WSJ teilte zwei Verkäufer mit, die mit zwei der in den NHTSA-Ergebnissen eingesetzten Airbags in Verbindung standen: ein eBay-Verkäufer, ein in Michigan ansässiger Verkäufer mit dem Namen „ffnn2002“ und ein anderer, der auf eBay von einem Mann namens Brian Handal verkauft wurde. Handals Airbag soll einen GM-Aufkleber und ein Siegel auf der Tasche gehabt haben, es wurden jedoch keine weiteren Informationen darüber mitgeteilt, wo diese Airbags gekauft wurden oder woher sie stammten.

Wenn die Fahrzeuggeschichte unglaublich wichtig ist

NHTSA hat seine Due-Diligence-Prüfung bei der Untersuchung von Verkäufern sowohl auf eBay- als auch auf Meta-Plattformen durchgeführt. Sie forderte die Unternehmen auf, Informationen zur Aufsicht über die auf ihren Websites verkauften Produkte bereitzustellen. In Briefen an die Agentur erklärten beide Unternehmen, dass sie ein Ort sind, an dem Menschen Produkte zum Verkauf anbieten können. Weder ist verantwortlich noch haftbar für die verkauften Produkte. Beide haben jedoch mit der NHTSA zusammengearbeitet, um weitere Informationen über die Verkäufer bereitzustellen, damit die Agentur nachverfolgen kann, wer Airbags von ihnen gekauft hat, und Briefe versenden kann, um diese Käufer über das gefährliche Produkt zu informieren.

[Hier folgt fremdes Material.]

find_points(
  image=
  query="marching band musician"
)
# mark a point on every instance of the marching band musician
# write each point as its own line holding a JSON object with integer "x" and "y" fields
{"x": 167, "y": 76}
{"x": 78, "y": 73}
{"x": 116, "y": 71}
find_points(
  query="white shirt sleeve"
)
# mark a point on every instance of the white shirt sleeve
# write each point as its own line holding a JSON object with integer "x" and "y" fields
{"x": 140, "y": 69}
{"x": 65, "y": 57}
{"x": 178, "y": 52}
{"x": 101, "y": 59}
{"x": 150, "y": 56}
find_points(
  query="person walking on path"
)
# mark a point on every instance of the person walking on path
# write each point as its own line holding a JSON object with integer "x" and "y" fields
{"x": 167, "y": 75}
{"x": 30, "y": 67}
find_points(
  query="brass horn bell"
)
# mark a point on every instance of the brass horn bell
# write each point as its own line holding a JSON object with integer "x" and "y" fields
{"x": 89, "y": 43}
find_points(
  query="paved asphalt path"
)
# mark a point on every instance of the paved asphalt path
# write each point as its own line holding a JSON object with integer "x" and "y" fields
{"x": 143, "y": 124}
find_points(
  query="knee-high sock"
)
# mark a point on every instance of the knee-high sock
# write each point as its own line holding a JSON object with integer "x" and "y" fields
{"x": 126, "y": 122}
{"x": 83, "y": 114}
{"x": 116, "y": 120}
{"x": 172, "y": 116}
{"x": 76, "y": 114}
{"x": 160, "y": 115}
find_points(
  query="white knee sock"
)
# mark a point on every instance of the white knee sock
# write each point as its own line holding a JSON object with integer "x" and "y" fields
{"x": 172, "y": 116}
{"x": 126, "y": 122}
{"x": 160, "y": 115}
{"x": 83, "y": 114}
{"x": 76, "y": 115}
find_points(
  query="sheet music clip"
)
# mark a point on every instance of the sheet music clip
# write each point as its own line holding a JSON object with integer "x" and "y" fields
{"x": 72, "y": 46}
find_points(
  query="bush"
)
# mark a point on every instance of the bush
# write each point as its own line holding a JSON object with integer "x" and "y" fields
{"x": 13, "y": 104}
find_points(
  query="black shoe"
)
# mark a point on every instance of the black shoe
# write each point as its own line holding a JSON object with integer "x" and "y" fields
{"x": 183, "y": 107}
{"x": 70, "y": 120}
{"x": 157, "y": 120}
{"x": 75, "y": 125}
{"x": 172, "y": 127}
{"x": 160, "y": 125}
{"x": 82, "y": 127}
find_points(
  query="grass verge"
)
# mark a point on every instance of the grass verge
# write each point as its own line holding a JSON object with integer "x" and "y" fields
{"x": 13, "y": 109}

In der Zwischenzeit empfiehlt die NHTSA potenziellen Gebrauchtwagenkäufern oder Gebrauchtwagenbesitzern, einen Blick auf die Historie ihres Fahrzeugs zu werfen und ihr Fahrzeug überprüfen zu lassen, wenn es in einen Unfall verwickelt war, bei dem die Airbags ausgelöst wurden. Es geht vor allem darum, sicherzustellen, dass es sich um einen richtigen Ersatzairbag handelt und nicht um ein Nachrüstmodul, das einen DTN-Gasgenerator enthalten könnte. Bei den Fahrzeugen, die diese Airbags enthielten, handelte es sich nach den Erkenntnissen der NHTSA um gebrauchte Hyundai Sonatas 2017–2019 und Chevrolet Malibus 2018–2022, die zuvor in einen Unfall verwickelt waren, bei dem der Airbag ausgelöst wurde und in den ein Ersatzairbag eingebaut war. Es besteht jedoch die Möglichkeit, dass auch andere Modelle betroffen sein könnten.

Wie bereits in unserem letzten Schreiben erwähnt, wenden Sie sich, wenn Sie glauben oder feststellen, dass Ihr Fahrzeug über einen DTN-Airbag-Gasgenerator verfügt, an die Fahrzeugsicherheits-Hotline unter 888-327-4236, Ihr örtliches Homeland Security Investigations-Büro oder die FBI-Außenstelle oder reichen Sie alternativ Beschwerden online beim National Intellectual Property Rights Coordination Center oder NHTSA ein.